The application was straight forward. I did some background work on the role and what sort of things they would be expecting. Got my CV up to date - that took some time - and got it in with a letter I was happy with.

My interview required a 20 minute presentation about the job and what skills and expertise I could bring to it. I did a bit of a panic - I don't talk for 20 minutes in front of my class so how was I going to do this in front of a panel! The presentation took me hours to prepare, much longer than I thought it would. Making sure I included all of my skills, finding some quotes I wanted to back up my thoughts, thinking of some more light-hearted moments, making it look professional (and pretty) all took time, and more than I thought it would! Running it through in front of other colleagues and getting feedback was the most beneficial. They could see the gaps I had and gave valuable advice on how I could improve. I am very grateful to Carmen Kenton and Natalie Collier for their insight. Making sure I included everything I wanted to say was vital. I really didn't want to come out of my interview thinking "I wish I had mentioned that". I am pleased I spent the time on it. It will be a good base for any other job I might want to apply for.

So the day came yesterday and the decision of what to wear was huge! I am not a clothes person, in the sense that I just have a work wardrobe and very few dresses! I came to work with a few choices, depending on the howling nor'west and the forecast 23 degrees, the flowing skirt might not be the best option by the afternoon. Luckily I was teaching all morning so the time went quickly. The bright dress option won and the makeup went on (I don't wear that except for special occasions). It felt good to be well-dressed and it gave me confidence. The nerves hit for a bit, but I was pleased that I had done the preparation.

The presentation went well. The technology worked, always a sigh of relief, and I felt confident and calm. 12 questions to answer. It was really nice to have them all written on a piece of paper in front of me. I could glance ahead, and reread anything I didn't quite grasp at first. I also felt the questions were a good indication of what they were looking for. I have been thinking about the questions and my answers a lot, and thinking about how I wish I had had an idea of what sort of questions they might ask - hence this blog. I want to be able to be well prepared in the future, as well as reflect on what some of the questions asked of me. These are some of the generic ones, which I wanted to reflect on and share. They are questions we should ask ourselves more often I think.

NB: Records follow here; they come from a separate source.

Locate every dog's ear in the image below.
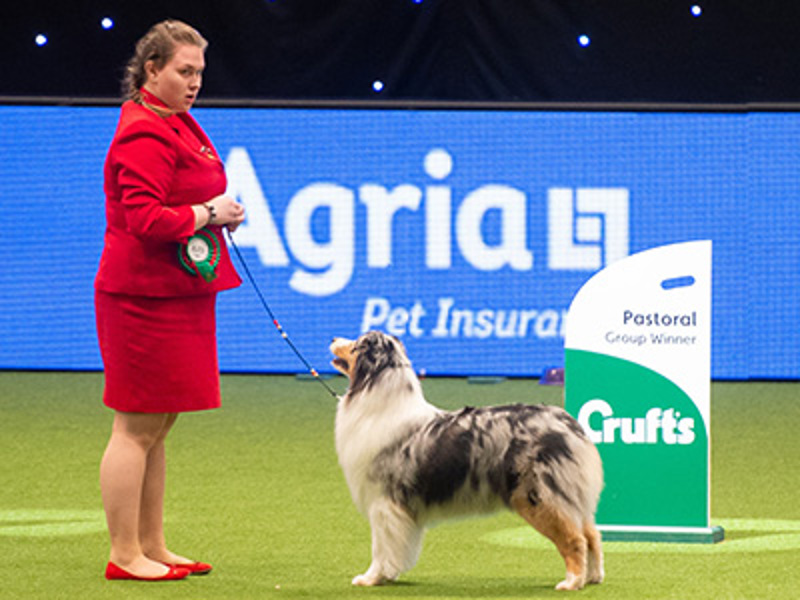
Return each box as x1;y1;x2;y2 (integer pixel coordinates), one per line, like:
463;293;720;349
349;331;407;396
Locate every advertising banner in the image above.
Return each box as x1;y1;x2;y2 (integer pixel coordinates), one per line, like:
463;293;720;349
0;106;798;379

Why do I want to work there and why do I want the job? 
Simple and sensible question, but do we ask this of ourselves very often? I thought about it afterwards and realised it wasn't something I had really asked myself in a way that I could explain to others. I knew I wanted it, and I love the school, but how do you get that across without waffling?

Tell them about a mistake I had made and how I had learnt from it.
This is hard to think of on the fly. I think I'll write a list for future reference!!

Tell them about a conflict and how I had resolved it.
Same with this. Once I had a situation in my head it was easy, but just pulling one out made me think for a bit.

If I was in another staff member's shoes, what qualities would they say I had?
How do others see me? It was really useful having the sessions with Carmen and Natalie, as they had given me some qualities to add that they felt I had. This certainly made it easier to answer this. It's good to think about how others see me. I thought about this a lot last night.

Where do I see myself in 5-7 years?
Good question! Where do I see myself? What are my ambitions? Where am I heading? I know that I don't want to be a Principal. I know that I do want to work with students and staff. I know I want to make a difference. I know that I want this step up to the next level and I know that it will be a good fit for me if I get it, but where to from there?

Give 3 reasons why they should appoint me.
This just summed up what I had said during the interview. Hard to put into 3 short sentences, and I am sure I could have given them a lot more reasons, but 3 it was.

I felt good coming out from the interview. I did everything I could possibly do to show them my skills and tell them about me and what I could offer. I am happy that I did my best. If I don't get the job I know that I am not the right person for it and whoever does get it has the skills they are looking for. Happy with that.

Now I wait for the phone call.
Update... didn't get the job.  Obviously not the one for me.  Looking forward to the next interview!